Timor.id – Kapal pesiar MV Hondius yang berlayar dari Argentina menuju Tanjung Verde menjadi sorotan internasional setelah dilaporkan terjadi wabah hantavirus yang telah menewaskan tiga orang penumpang. Organisasi Kesehatan Dunia (WHO) telah mengonfirmasi bahwa strain Andes penyebab wabah memiliki risiko penularan rendah karena hanya menular melalui kontak fisik dekat.
Hantavirus adalah penyakit zoonosis yang secara alami menular dari hewan ke manusia, dengan agen pembawa utama berupa hewan pengerat seperti tikus dan mencit. Manusia biasanya tertular melalui proses inhalasi atau menghirup udara yang telah terkontaminasi oleh partikel virus dari kotoran tikus, atau melalui kontak langsung dengan benda-benda yang terpapar cairan tubuh hewan pengerat.

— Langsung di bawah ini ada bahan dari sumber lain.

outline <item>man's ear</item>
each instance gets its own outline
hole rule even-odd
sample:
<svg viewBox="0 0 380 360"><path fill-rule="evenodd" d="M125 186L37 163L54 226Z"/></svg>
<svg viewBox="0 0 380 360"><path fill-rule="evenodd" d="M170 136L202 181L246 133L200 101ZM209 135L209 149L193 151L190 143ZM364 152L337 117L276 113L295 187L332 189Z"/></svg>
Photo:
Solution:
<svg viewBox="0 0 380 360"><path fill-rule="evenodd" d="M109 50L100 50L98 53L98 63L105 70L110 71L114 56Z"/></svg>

Gejala infeksi hantavirus seringkali menipu karena menyerupai flu biasa pada tahap awal, yang muncul dalam rentang waktu satu hingga delapan minggu setelah terpapar. Pasien umumnya akan mengalami demam tinggi, nyeri otot, sakit kepala, serta kelelahan yang luar biasa. Jika tidak segera ditangani, kondisi ini dapat berkembang menjadi Hantavirus Pulmonary Syndrome (HPS) yang sangat berbahaya, ditandai dengan sesak napas akut dan penumpukan cairan di paru-paru yang memiliki tingkat kematian mencapai 38 persen.
Baca Juga:
WHO menegaskan bahwa risiko bagi masyarakat umum di luar lingkungan kapal tetap rendah, sehingga belum ada instruksi untuk pembatasan perjalanan internasional secara luas. Namun, upaya evakuasi dan repatriasi besar-besaran tengah dilakukan terhadap para penumpang kapal MV Hondius.
Kapal MV Hondius kini dijadwalkan menuju Tenerife, Spanyol, untuk proses pemulangan para penumpang asing. Menteri Kesehatan Spanyol, Monica Garcia, menyatakan bahwa setidaknya 14 penumpang berkewarganegaraan Spanyol akan langsung dikarantina di rumah sakit militer di Madrid begitu tiba di Tenerife.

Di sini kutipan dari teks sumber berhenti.